What Is the Disposition Effect?

The disposition effect, identified by Shefrin and Statman in 1985, describes investors' asymmetric treatment of gains and losses. Investors are roughly 1.5 to 2 times more likely to sell a stock that has risen in value than one that has fallen. This behavior is rooted in prospect theory: the pain of realizing a loss is psychologically about twice as intense as the pleasure of an equivalent gain, so investors delay selling losers to avoid that pain.

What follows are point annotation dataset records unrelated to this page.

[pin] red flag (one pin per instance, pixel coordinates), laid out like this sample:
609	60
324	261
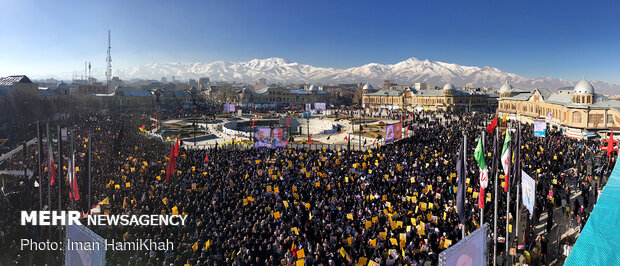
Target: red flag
481	198
176	147
50	150
492	126
171	164
610	144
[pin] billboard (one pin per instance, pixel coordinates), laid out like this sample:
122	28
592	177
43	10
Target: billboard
319	106
398	131
470	250
389	133
279	137
78	236
539	128
262	137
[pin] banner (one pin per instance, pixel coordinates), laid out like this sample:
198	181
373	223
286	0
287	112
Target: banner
279	137
389	133
262	137
319	106
528	190
539	128
80	235
398	131
469	251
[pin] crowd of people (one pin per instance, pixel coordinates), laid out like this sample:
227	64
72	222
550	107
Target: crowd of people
393	204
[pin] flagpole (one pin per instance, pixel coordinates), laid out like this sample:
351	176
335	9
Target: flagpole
89	180
464	167
496	168
49	186
508	205
517	180
60	179
481	207
39	141
72	172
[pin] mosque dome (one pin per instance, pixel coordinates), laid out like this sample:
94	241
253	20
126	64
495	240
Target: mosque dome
583	87
449	87
506	88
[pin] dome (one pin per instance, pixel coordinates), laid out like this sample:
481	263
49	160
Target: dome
583	87
505	88
449	87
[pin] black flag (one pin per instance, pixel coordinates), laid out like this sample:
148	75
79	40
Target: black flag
461	174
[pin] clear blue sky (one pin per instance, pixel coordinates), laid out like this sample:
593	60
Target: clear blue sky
564	39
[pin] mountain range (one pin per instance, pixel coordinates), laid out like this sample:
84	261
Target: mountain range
278	70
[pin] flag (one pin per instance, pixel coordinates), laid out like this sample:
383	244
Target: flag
484	172
171	164
610	145
516	167
506	159
75	192
528	192
176	146
461	175
50	149
492	126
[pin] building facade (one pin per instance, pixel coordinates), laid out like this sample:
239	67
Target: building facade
578	112
447	99
282	97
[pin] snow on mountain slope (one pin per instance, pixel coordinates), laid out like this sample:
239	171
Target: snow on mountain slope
278	70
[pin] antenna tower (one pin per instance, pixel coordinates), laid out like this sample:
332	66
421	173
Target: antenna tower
108	71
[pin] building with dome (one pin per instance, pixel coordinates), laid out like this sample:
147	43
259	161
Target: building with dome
579	113
449	98
284	97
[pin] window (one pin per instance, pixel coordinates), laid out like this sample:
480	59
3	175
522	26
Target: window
576	117
596	118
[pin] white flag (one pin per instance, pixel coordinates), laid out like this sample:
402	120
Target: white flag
528	191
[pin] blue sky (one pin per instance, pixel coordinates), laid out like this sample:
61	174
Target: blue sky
564	39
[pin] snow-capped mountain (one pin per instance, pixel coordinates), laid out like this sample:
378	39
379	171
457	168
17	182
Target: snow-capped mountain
278	70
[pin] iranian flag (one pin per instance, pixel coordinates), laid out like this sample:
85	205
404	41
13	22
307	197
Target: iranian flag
484	172
50	150
74	194
506	159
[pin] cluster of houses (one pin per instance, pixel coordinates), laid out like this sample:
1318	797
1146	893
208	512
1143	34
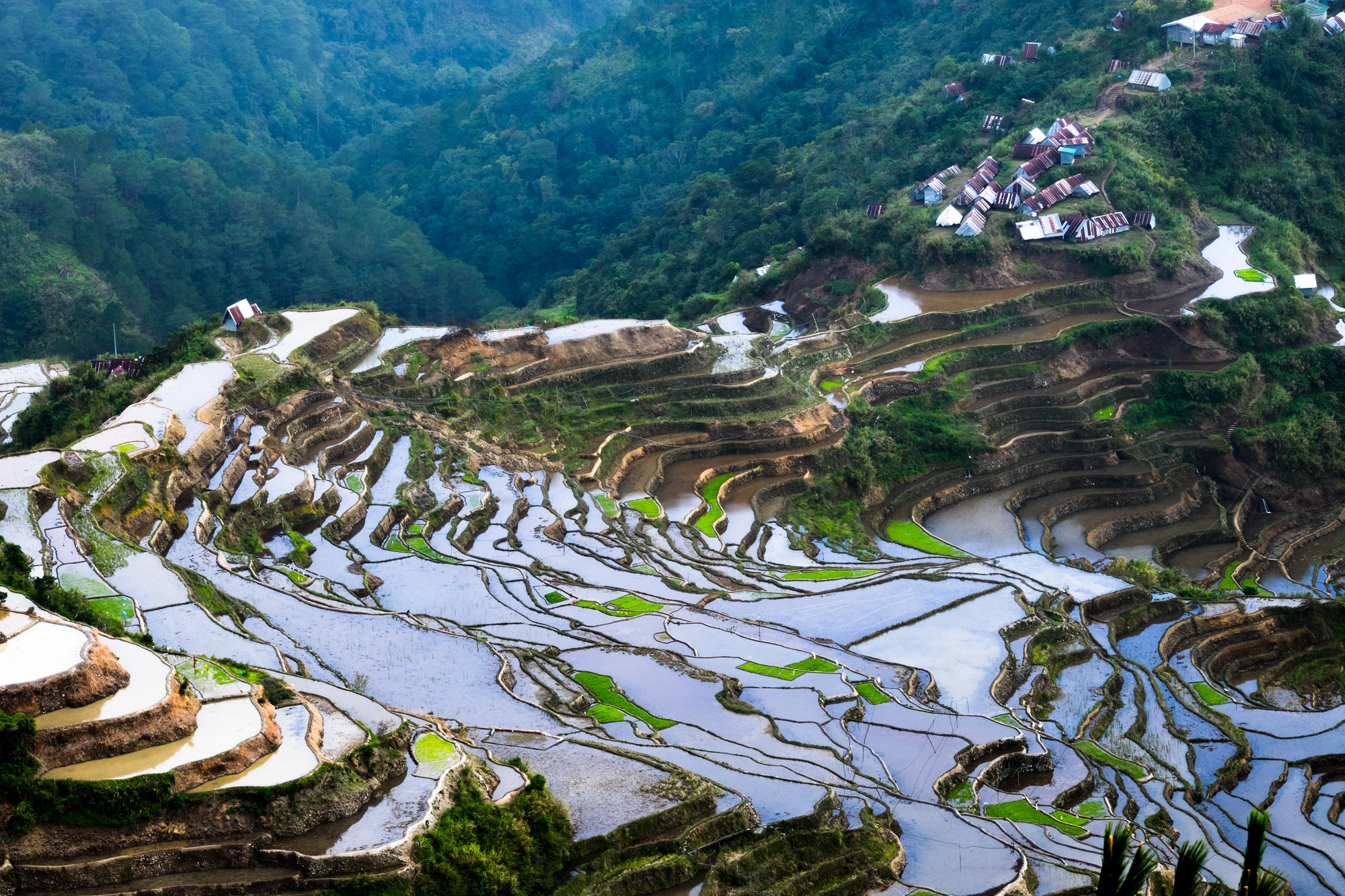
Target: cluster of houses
1063	143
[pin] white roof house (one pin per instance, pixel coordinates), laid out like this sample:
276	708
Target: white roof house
1187	30
1149	80
1043	228
239	313
950	217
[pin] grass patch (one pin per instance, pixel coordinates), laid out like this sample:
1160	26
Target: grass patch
793	670
605	689
422	546
1208	693
627	606
119	607
1094	809
910	534
827	575
872	693
606	715
1023	811
648	506
434	748
712	497
1101	755
295	576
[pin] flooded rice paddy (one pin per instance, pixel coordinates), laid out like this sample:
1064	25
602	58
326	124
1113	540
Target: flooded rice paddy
586	635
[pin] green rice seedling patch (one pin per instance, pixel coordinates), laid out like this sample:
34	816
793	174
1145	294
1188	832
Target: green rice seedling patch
627	606
295	576
962	795
1023	811
648	506
636	604
827	575
1101	755
422	546
793	670
606	715
87	585
118	607
1208	693
872	693
1093	809
913	536
712	497
605	690
434	748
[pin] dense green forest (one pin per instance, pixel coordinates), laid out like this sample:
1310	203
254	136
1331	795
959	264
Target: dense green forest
171	157
602	161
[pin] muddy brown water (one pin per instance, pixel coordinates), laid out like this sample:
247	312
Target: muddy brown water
906	300
679	494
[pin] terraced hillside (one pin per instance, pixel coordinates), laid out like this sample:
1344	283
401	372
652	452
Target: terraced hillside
385	569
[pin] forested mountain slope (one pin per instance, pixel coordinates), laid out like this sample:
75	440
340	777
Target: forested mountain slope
185	155
173	162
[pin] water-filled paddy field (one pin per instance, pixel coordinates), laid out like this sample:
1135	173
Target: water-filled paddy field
1000	700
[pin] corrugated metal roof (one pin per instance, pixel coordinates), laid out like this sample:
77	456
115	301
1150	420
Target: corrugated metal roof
973	224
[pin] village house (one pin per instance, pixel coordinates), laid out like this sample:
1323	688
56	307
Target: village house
1145	220
1043	228
1083	229
1038	166
931	192
1054	193
973	224
981	178
239	313
950	217
1149	80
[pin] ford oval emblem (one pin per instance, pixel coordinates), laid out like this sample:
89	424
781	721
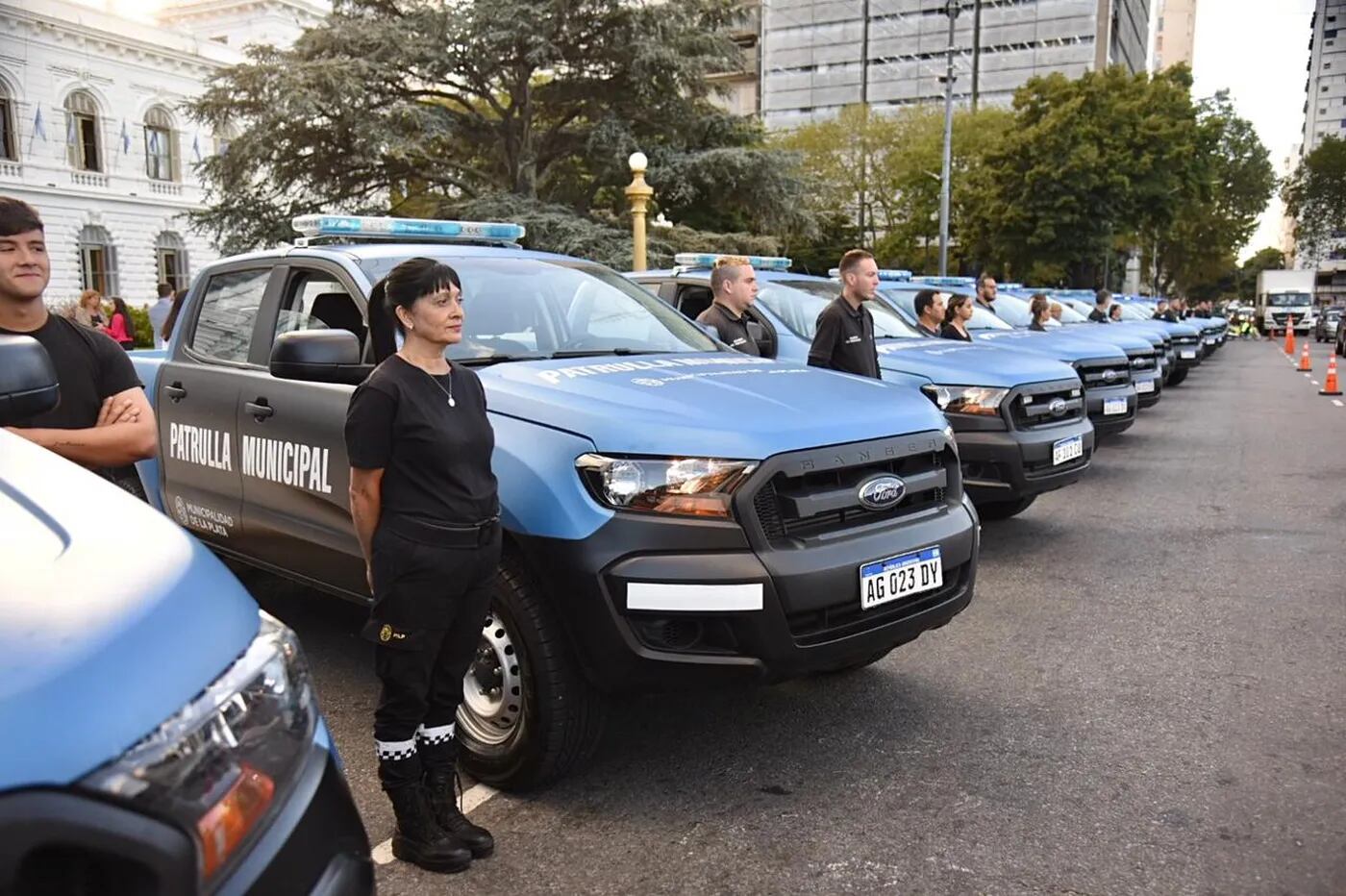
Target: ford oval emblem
882	492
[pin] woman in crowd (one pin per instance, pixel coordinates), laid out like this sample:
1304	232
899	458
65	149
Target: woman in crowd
121	327
426	509
1040	310
89	310
956	316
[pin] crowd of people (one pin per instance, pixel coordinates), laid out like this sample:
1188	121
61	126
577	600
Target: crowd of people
91	310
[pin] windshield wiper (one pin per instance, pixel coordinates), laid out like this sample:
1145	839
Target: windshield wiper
595	353
495	360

Quantified Impact on Portfolio Returns

Research by Odean (1998) found that the stocks investors sold (winners) went on to outperform the stocks they held (losers) by an average of 3.4 percentage points over the following 12 months. This means the disposition effect systematically leads investors to keep their worst performers and discard their best. Tax implications compound the problem: selling winners triggers capital gains tax, while holding losers forfeits the tax benefit of harvesting losses.

Key Considerations

Implementing stop-loss orders at the time of purchase removes emotion from the sell decision. A trailing stop of 15-20% below the peak price is a common approach. Tax-loss harvesting at year-end also counteracts the disposition effect by creating a financial incentive to sell losers. The most important step is recognizing that your purchase price is irrelevant to a stock's future prospects; only forward-looking fundamentals should drive hold-or-sell decisions.